This project is a community effort to build a Neo4j Knowledge Graph (KG) that integrates heterogeneous biomedical and environmental datasets to help researchers analyze the interplay between host, pathogen, the environment, and COVID-19.
Location Subgraph: This subgraph represents the geographic hierarchy from the world to the city level (population > 1000), as well as PostalCode (US ZIP) and US Census Tract level. Each geographic node has a Location label (not shown), to simplify finding locations without specifying a specific level in the geographic hierarchy.
Epidemiology Subgraph: This subgraph represents COVID-19 cases including information about viral strains, and the pathogen and host organism. Cases and Strains are linked to the locations where they were reported and found, respectively.
Biology Subgraph: This subgraph represents organism, genome, chromosome, gene, variant, protein, protein structure, protein domain, protein family, pathogen-host protein-protein interactions, and links to publications.
Population Characteristics Subgraph: This subgraph represents data from the American Community Survey 2018 5-year estimates. Selected population characteristics that may be risk factors for COVID-19 infections have been included. These data are currently available at three geographic levels: US Counties (Admin2), US ZIP Codes (PostalCode), and US Census Tract (Tract).
Note, this KG is work in progress and changes frequently.
The Knowledge Graph is updated daily approximately between 07:00 and 09:00 UTC.
View of Neo4j Browser showing the result of a query about interactions of the Spike glycoprotein with human host proteins and related publications in PubMedCentral.
You can browse the Knowledge Graph here (click the launch button and follow the instructions below)
Full-text queries enable a wide range of search options including exact phrase queries, fuzzy and wildcard queries, range queries, regular expression queries, and use of boolean expressions (see tutorial on FulltextQuery).
The KG can be searched by the following full-text indices:
bioentities
Organism, Genome, Chromosome, Gene, GeneName, Protein, ProteinName, ProteinDomain, ProteinFamily, Structure, Chain, Outbreak, Strain, Variant, Publication
bioids
keyword (exact) query for bioentity identifiers (e.g., id, taxonomyId, accession, proId, genomeAccession, doi, variantType, variantConsequence)
sequences
full-text and regular expression query for protein sequences
locations
UNRegion, UNSubRegion, UNIntermediateRegion, Country, Admin1, Admin2, USRegion, USDivision, City, PostalCode, Tract, CruiseShip
geoids
keyword (exact) query for geographic identifiers (e.g., zip codes, fips codes, country iso codes)
Full-text queries have the following format:
CALL db.index.fulltext.queryNodes('<type of entity>', '<text query>') YIELD node, score
The queries return the node and score for each match (higher scores indicate closer matches).
Query: (copy and paste into Neo4j browser)
CALL db.index.fulltext.queryNodes("bioentities", "spike") YIELD node
WHERE 'Protein' IN labels(node) // only return nodes with the label Protein
RETURN node
Result:
The full-text query matches several Spike proteins from several coronaviruses.

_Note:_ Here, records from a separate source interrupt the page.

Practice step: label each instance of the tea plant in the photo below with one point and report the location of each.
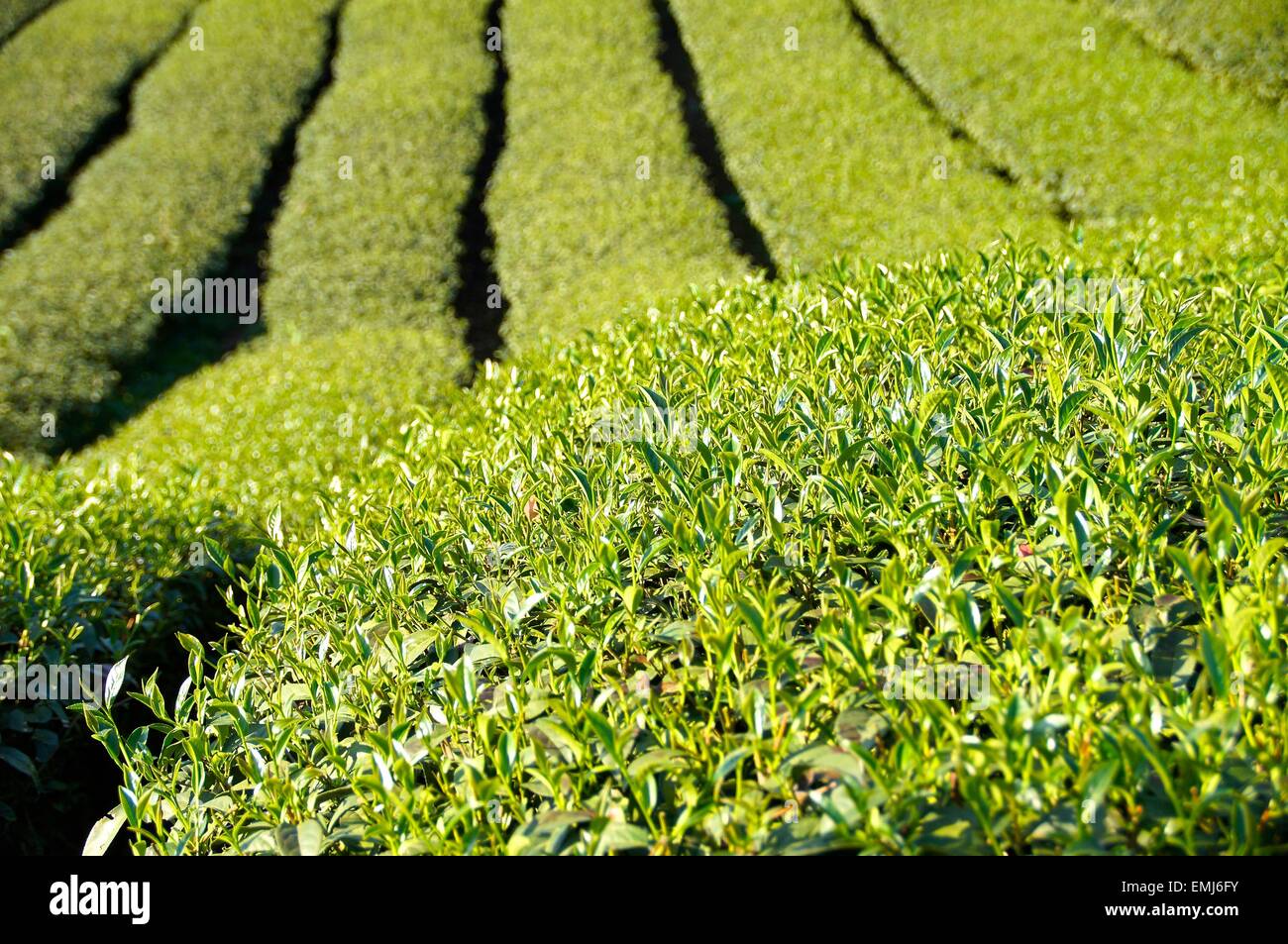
(14, 13)
(1244, 40)
(872, 170)
(596, 201)
(1067, 95)
(369, 230)
(531, 639)
(63, 78)
(168, 196)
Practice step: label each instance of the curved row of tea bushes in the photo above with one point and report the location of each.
(596, 201)
(1245, 40)
(16, 13)
(78, 294)
(831, 149)
(114, 553)
(62, 78)
(1131, 141)
(369, 230)
(700, 582)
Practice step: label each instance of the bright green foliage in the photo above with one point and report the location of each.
(166, 197)
(14, 13)
(1245, 40)
(1070, 99)
(590, 112)
(107, 557)
(533, 636)
(63, 77)
(378, 248)
(286, 420)
(871, 170)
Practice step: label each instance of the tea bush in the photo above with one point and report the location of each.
(1245, 40)
(104, 557)
(596, 201)
(168, 196)
(62, 78)
(870, 171)
(378, 246)
(554, 627)
(14, 13)
(1073, 102)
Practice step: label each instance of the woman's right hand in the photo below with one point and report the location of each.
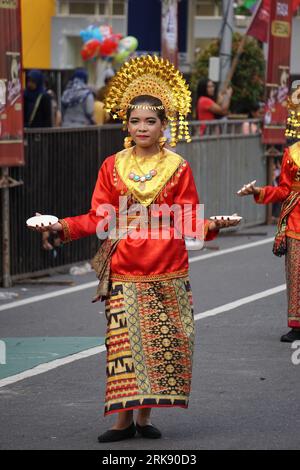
(48, 228)
(247, 190)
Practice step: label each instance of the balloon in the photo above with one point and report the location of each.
(90, 49)
(85, 35)
(92, 32)
(108, 47)
(127, 45)
(106, 31)
(97, 34)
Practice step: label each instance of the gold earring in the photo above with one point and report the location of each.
(128, 142)
(162, 141)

The SARS-CoV-2 Spike glycoprotein (uniprot:P0DTC2) is highlighted in the center with its four cleavage products: Spike glycoprotein without signal peptide (uniprot.chain:PRO_0000449646), Spike protein S1 (uniprot.chain:PRO_0000449647), Spike protein S2 (uniprot.chain:PRO_0000449648), and Spike protein S2' (uniprot.chain:PRO_0000449649) linked by a CLEAVED_BY
relationship.
The following query returns the names of the matched bioentities and the labels of the nodes (e.g., Protein, ProteinName) sorted by the match score in descending order.
Query:
CALL db.index.fulltext.queryNodes("bioentities", "spike") YIELD node, score
RETURN node.name, labels(node), score
Result:
Specific Nodes and Relationships in the KG can be searched using the Cypher query language.
Query: (limited to 10 hits)
MATCH (s:Strain)-[:FOUND_IN]->(l:Location{name: 'Houston'}) RETURN s, l LIMIT 10
This subgraph shows viral strains (green) of the SARS-CoV-2 virus carried by human hosts in Houston (organisms in gray). The strains have several variants (e.g., mutations)(red) in common. Details of the high-lighted variant is shown at the bottom. This variant is a missense mutation in the S gene (S:c.1841gAt>gGt): the base "A" (Adenosine) found in the Wuhan-Hu-1 reference genome NC_45512 was mutated to a "G" (Guanine) at position 23403, resulting in the encoded Spike glycoprotein (QHD43416) to be changed from a "D" (Aspartic acid) to a "G" (Glycine) amino acid at position 614 (QHD43416.1:p.614D>G).
Query:
MATCH (o:Outbreak{id: "COVID-19"})<-[:RELATED_TO]-(c:Cases{date: date("2020-08-31"), source: 'JHU'})-[:REPORTED_IN]->(a:Admin2)-[:IN]->(a1:Admin1)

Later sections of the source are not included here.